Initially seen as a laggard in the race to electrification, Stellantis this year rolled out an ambitious plan to double its annual revenues by 2030 and turn its range from traditional combustion engines to low-emission models.
CEO Carlos Tavares said Stellantis, whose brands include Fiat, Peugeot and Dodge, was “delivering an outstanding performance and executing its bold electrification
“We are shaping Stellantis into a sustainable mobility tech company that’s fit for the future,” he said.
The world’s fourth largest carmaker said its adjusted earnings before interest and tax (EBIT) amounted to 12.4 billion euros ($12.7 billion) in the first half, topping analyst expectations of 9.42 billion euros in a Reuters poll.
Rival Volkswagen confirmed its full-year outlook on Thursday but warned the war in Ukraine and threats to European energy supply loomed over the second half.
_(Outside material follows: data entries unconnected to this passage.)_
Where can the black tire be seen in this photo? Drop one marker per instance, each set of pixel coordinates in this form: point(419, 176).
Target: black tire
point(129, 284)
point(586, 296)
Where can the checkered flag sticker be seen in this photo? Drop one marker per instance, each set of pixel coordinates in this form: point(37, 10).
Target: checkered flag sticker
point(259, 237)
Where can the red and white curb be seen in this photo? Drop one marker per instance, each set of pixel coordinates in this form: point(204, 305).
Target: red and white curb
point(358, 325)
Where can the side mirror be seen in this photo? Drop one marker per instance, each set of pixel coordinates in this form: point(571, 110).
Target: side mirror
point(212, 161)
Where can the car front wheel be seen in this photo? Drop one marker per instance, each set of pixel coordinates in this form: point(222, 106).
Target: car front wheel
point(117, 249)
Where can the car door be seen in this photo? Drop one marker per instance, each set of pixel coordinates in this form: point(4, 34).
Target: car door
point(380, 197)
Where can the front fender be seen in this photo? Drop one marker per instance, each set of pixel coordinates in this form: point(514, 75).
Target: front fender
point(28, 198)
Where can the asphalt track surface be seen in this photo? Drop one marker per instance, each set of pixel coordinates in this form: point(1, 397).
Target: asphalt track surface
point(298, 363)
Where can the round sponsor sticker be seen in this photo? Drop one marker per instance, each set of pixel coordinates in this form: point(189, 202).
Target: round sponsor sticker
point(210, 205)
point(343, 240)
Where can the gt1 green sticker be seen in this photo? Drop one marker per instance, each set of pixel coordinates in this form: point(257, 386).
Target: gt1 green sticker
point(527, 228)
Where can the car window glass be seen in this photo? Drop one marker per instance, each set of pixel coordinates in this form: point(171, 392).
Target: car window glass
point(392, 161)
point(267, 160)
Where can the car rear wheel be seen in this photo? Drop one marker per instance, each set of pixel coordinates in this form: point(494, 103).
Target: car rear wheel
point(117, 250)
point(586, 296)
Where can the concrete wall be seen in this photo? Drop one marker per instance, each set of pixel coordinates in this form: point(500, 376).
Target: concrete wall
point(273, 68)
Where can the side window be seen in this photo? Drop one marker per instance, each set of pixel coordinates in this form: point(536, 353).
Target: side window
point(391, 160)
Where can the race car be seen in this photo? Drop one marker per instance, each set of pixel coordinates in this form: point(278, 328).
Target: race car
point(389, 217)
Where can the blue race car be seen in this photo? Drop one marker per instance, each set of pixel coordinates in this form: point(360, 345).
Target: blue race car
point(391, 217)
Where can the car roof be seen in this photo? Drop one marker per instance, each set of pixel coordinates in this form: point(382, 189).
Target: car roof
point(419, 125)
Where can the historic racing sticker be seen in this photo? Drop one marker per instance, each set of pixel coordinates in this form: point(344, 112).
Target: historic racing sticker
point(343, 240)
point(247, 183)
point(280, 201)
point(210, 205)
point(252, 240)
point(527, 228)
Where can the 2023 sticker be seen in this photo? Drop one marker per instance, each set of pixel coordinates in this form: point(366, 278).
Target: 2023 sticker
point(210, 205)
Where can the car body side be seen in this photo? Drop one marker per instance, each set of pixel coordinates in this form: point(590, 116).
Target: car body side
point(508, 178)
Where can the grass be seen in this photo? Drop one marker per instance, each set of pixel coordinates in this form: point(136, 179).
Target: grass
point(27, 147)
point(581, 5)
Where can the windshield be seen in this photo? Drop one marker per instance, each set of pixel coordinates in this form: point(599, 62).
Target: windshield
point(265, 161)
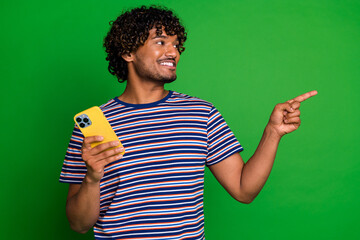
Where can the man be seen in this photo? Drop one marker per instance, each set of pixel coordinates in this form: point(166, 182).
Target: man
point(155, 191)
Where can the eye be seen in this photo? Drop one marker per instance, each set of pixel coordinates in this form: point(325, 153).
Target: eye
point(160, 42)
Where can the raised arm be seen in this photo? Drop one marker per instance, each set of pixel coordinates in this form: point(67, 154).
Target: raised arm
point(83, 201)
point(244, 181)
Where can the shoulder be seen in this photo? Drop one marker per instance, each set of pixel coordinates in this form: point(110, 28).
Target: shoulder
point(111, 105)
point(177, 97)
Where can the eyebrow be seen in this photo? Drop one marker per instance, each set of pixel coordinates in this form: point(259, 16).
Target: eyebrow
point(161, 36)
point(164, 37)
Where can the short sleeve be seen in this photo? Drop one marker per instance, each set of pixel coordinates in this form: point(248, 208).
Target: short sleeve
point(74, 168)
point(221, 140)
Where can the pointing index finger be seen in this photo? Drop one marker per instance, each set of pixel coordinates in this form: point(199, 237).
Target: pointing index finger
point(304, 96)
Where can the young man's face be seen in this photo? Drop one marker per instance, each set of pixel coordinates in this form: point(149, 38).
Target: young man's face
point(157, 59)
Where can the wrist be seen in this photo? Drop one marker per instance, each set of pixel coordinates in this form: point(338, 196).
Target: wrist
point(271, 132)
point(90, 181)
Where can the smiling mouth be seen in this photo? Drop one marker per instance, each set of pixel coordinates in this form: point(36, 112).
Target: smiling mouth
point(171, 64)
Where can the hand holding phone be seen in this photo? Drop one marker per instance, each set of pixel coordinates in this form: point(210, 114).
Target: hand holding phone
point(101, 145)
point(96, 158)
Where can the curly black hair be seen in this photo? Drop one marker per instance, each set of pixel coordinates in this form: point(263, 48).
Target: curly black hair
point(130, 31)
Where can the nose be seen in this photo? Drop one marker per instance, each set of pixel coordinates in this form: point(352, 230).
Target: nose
point(171, 51)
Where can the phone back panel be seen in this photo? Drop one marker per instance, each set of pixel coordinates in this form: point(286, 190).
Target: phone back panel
point(96, 124)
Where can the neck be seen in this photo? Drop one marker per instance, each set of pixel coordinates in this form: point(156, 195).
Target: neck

Milan-listed shares were up 3.8% by 0750 GMT for Stellantis, the company formed at the beginning of 2021 through the merger of Fiat Chrysler and Peugeot maker PSA. That outperforms a 1.3% rise at Italy’s blue-chip index.
“Results are clearly very strong and surprising,” Banca Akros analyst Gabriele Gambarova said.
Palmer said that the group, though its range of premium vehicles, was well placed to cope with the global rise in inflation.
“We will look to pass rising inflation costs to customers on the market until feasible,” he said.
Net pricing accounted for over 5.8 billion euros of the overall operating income in the first half, Stellantis said in slides prepared for its earnings presentation.
Foreign exchange also supported the results, with Palmer saying a stronger dollar contributed to the first half adjusted EBIT to the tune of around half a billion euros.
The margin on adjusted EBIT rose to 14.1% from 11.4% a year earlier, with a double-digit result for all of the group’s five regions and a record 18.1% in North America, where Stellantis made almost half of its sales in the six months.
Palmer however remained cautious regarding a solution to the semiconductor shortage affecting the sector, saying the issue will persist for the rest of this year.
“We see some improvements quarter by quarter, but it’s a slow process,” he said.
Stellantis confirmed its full-year forecasts for a double digit operating income margin and for a positive cash flow.